O acidentado caminho dos irmãos só começou a rumar para o reencontro em 2004, durante uma breve visita que Marlon fez a uma tia em Augustinópolis (aliás, por falar em rumos e caminhos, essa tia era irmã de Deusa e tinha se casado com ninguém menos que o pai biológico dos gêmeos, aquele mesmo que teria abusado de Deusa e dado início a tantos desencontros).

Foi em 2004 que um amigo de Marlone viu, num ponto de ônibus lá de Augustinópolis, o menino de pele clara e cabelos loiros que esperava. E ficou de boca aberta: Marlone sempre falava de um tal gêmeo que morava longe, mas ninguém nunca tinha visto esse irmão “imaginário” e aquela história já tinha virado motivo de chacota. E foi lá mesmo, naquele ponto de ônibus, que Marlon e Marlone se abraçaram chorando e rindo pela primeira vez desde que a vida os separara na maternidade, já se iam longos e dolorosos doze anos!

Era feriado de Semana Santa. Marlon desistiu de visitar a tia. Ficou aqueles dias na casa dos pais adotivos do seu irmão. E queria ficar de vez, com o consentimento das duas famílias. Só que, antes do almoço no domingo de Páscoa, a mãe adotiva de Marlone, Eunice, fez um discurso no qual mencionava a família de Marlon e…

“Rapaz, nessa hora, quando citaram o nome da minha avó no discurso do almoço, eu desabei de chorar e falei que queria voltar para o Piauí. Foi triste demais. Eu podia ter ficado, mas também não podia ter deixado minha avó lá no Piaui”, relembra o próprio Marlon.

E os caminhos dos irmãos se separaram mais uma vez.

O menino do Piauí só voltaria a saber do irmão quatro anos depois, quando o menino do Tocantins já estava no Rio de Janeiro e tinha se tornado jogador do Vasco. A notícia surpreendente se transformou logo em decisão de vida para Marlon também, que, de novo, aguentando as saudades, tomou a estrada e voltou para Augustinópolis:

“Passei um ano e meio treinando fundamentos, porque eu não tinha a mesma base que meu irmão. E aos 18 anos fui para o Rio morar com ele”.

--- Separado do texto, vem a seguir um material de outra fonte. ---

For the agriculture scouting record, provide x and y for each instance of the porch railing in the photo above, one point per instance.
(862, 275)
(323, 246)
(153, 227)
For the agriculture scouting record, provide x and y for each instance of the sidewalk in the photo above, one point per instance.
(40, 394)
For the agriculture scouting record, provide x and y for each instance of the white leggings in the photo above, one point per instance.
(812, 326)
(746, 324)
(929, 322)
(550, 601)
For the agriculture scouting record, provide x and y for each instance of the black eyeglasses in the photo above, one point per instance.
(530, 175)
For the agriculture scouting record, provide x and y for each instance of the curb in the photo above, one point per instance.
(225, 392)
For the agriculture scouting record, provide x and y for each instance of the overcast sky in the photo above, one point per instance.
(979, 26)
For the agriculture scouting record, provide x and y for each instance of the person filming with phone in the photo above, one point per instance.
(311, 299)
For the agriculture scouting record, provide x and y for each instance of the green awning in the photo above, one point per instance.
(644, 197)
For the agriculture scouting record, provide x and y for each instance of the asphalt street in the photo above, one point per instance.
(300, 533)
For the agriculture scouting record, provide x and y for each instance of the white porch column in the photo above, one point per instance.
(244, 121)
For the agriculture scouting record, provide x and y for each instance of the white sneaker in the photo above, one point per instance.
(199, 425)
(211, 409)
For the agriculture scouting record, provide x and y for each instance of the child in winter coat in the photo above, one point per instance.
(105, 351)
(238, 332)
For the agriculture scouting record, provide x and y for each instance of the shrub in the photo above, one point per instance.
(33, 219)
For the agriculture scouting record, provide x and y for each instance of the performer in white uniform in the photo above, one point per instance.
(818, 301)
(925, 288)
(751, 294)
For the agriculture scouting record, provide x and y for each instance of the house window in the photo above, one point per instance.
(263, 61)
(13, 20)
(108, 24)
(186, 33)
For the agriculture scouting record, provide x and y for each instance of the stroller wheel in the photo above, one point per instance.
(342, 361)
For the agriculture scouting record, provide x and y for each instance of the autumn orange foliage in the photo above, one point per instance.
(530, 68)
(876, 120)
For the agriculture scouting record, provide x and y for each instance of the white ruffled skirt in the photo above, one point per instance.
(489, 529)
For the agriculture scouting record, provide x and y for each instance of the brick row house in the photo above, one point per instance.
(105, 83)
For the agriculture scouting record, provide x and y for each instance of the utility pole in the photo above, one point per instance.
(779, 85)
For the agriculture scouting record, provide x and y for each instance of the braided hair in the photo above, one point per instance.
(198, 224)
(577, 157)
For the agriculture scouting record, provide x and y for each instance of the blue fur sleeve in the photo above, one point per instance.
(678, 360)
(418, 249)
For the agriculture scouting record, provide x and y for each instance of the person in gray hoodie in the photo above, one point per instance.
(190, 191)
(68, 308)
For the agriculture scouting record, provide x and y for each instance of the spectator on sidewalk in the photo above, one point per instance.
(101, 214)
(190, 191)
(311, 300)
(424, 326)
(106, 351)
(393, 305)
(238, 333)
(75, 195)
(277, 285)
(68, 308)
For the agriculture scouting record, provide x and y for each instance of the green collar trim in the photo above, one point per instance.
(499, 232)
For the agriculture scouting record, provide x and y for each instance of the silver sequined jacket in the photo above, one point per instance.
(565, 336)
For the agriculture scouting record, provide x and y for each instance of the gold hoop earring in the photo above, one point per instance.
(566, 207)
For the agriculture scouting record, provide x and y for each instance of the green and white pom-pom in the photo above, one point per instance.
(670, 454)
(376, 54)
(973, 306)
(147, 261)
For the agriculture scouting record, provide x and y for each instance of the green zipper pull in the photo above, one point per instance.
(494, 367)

Marlon passou pela base do Olaria e depois defendeu o Madureira. Em Minas, jogou no Boa Esporte e depois se transferiu para o Gama, no Distrito Federal, como uma das principais contratações do clube. Conforme um estudo da Universidade de Minnesota que demonstrou que gêmeos idênticos têm o mesmo potencial e inteligência, ele pode muito bem chegar, apesar do seu percurso mais acidentado, aonde o irmão chegou: Marlone foi jogador do Vasco, do Cruzeiro, do Fluminense, do Sport e do Corinthians e chegou a ser um dos 10 indicados ao Prêmio Puskás, da FIFA, que elege o gol mais bonito do ano. Por um gol marcado no jogo Corinthians x Cobresal pela Taça Libertadores da América de 2016, Marlone concorreu com atletas que disputam nada menos que o título de melhor jogador de futebol do mundo: Neymar e Messi.

Quem acabou levando o prêmio, no entanto, foi o malaio Mohd Faiz Subri, que atua no Penang FA. Em fevereiro, durante o Campeonato Malaio, Mohd cobrou uma falta que, com muito efeito, terminou no ângulo, deixando o goleiro do adversário Pahang sem conseguir fazer nada.

Não foi desta vez. Mas o caminho de Marlone e Marlon não é de se deixar travar por qualquer impedimento. Eles já estão prontos para a próxima conquista, unidos como irmãos e como amigos que já nasceram derrotando o impossível.